Event-based architecture is quite complex, and these are the core elements and concepts to get familiar with:

• Events: Events are noticeable changes or occurrences within a system. They vary greatly and depend on the domain and application. A user creating an account, a sensor detecting a motion, and a shopping platform marking an item as shipped are all examples of events.
• Event producers: These components generate and publish events in a system. They communicate the events to other parts of the system.
• Event consumers: These receive and process events generated by event producers. Based on the events, they perform actions or trigger specific processes.
• Event sourcing: This is a pattern in which the system stores an application’s state as a sequence of events instead of its current state. The system associates each change with an event containing the timestamp and nature of the change. 
• Event broker: An event broker is an intermediary that routes events between event producers and event consumers. It ensures that the system distributes events properly. Popular open source event brokers include Apache Kafka and RabbitMQ.
• Event bus: This mechanism acts as middleware, decoupling event producers from event consumers. It facilitates the communication of events between components in a system. Brokers like Apache Kafka and RabbitMQ can also be used as event buses. 
• Asynchronous communication means that event producers and consumers are decoupled and operate independently.
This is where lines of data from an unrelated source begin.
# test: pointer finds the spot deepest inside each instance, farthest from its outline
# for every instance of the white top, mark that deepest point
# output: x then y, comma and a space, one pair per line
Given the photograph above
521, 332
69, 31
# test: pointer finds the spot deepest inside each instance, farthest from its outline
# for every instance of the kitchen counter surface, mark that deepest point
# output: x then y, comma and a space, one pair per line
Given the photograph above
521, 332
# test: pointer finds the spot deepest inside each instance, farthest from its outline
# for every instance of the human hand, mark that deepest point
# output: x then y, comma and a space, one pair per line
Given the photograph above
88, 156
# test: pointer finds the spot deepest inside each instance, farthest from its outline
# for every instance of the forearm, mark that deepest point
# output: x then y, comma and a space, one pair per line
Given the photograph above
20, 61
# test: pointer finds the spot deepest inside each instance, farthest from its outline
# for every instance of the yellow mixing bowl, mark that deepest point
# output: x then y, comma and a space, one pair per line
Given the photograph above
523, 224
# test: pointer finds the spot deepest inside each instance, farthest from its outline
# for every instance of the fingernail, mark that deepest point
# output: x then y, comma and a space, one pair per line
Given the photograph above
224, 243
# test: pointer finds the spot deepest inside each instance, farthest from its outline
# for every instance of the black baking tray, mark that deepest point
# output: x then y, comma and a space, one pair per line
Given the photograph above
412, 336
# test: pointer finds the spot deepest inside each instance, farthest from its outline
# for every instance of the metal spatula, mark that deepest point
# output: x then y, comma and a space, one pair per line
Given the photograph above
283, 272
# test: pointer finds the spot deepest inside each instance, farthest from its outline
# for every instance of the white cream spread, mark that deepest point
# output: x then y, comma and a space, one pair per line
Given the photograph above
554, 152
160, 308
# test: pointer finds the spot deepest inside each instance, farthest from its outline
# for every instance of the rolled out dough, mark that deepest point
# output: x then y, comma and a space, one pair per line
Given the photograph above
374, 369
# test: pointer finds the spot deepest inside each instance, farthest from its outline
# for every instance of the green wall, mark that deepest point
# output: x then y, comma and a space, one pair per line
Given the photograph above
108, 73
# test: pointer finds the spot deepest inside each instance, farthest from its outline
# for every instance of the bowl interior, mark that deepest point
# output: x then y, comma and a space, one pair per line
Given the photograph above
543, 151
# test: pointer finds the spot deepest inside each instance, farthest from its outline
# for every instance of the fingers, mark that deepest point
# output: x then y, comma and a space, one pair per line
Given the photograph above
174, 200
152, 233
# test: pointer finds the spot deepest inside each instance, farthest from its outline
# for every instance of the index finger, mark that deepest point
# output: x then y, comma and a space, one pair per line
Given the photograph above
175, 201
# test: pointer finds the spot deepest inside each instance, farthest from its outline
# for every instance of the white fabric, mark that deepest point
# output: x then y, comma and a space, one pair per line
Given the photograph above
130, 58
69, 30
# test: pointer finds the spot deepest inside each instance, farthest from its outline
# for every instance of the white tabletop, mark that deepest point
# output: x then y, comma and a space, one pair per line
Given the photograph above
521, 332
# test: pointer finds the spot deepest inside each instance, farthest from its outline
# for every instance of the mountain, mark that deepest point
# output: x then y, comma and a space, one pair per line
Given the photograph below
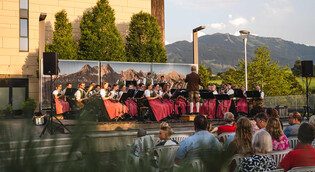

This decoupling is typically done through an event broker or event bus.

These core concepts form the foundation of EDA patterns that make real-time applications possible.

 

Event-driven architecture patterns

In EDA, patterns are technologies and techniques that define the generation, capturing, processing, and distribution of events in a system. There are quite a few EDA patterns, for example:

• Event streaming: This pattern involves publishing events to an event log or persistent stream for interested consumers to subscribe to. The pattern allows the system to capture and process events in real-time. Data flows continuously from one or more sources, like sensors, applications, or databases.
• Event sourcing: This pattern stores all application state changes as a sequence of immutable events in an event log or journal (append-only). It allows a system to reconstruct the current state at any point in time by replaying events from the beginning in the order they occurred.
• Event mesh: The event mesh pattern involves using interconnected brokers or a mesh network to form a distributed system that allows events to route dynamically across environments. An event mesh allows an application to share information with other applications regardless of where they’re deployed, like private or public clouds, edge devices, or data centers. 
• Publish/subscribe (pub/sub): This pattern allows different system components to communicate asynchronously. It has three main components: a message broker, publishers, and subscribers. Publishers trigger events within the system; subscribers register with the system’s message broker to get notifications about specific events; and the message broker receives events from publishers and routes them to the subscribers interested in them.
• Command Query Responsibility Segregation (CQRS): The CQRS pattern separates an application’s read and write operations into two data models so that you can design and optimize them independently. This pattern is often used along with the event-sourcing pattern, improving performance for reading and writing data.

Most of these patterns require a distributed streaming platform or message broker software for implementation in applications. For example, Apache Kafka, Amazon Kinesis, RabbitMQ, and Solace are platforms commonly used for event streaming, event sourcing, and pub/sub patterns. These EDA patterns leverage events and asynchronous communication, allowing developers to build highly scalable and responsive real-time applications.

Discover the potential of event-driven architecture

Businesses in nearly every industry need real-time applications; EDA is crucial to fulfilling that need. It helps developers build innovative applications for a wide range of industries and use cases. The possibilities for EDA applications are endless, from e-commerce order processing and online gaming to predictive maintenance and automated smart homes.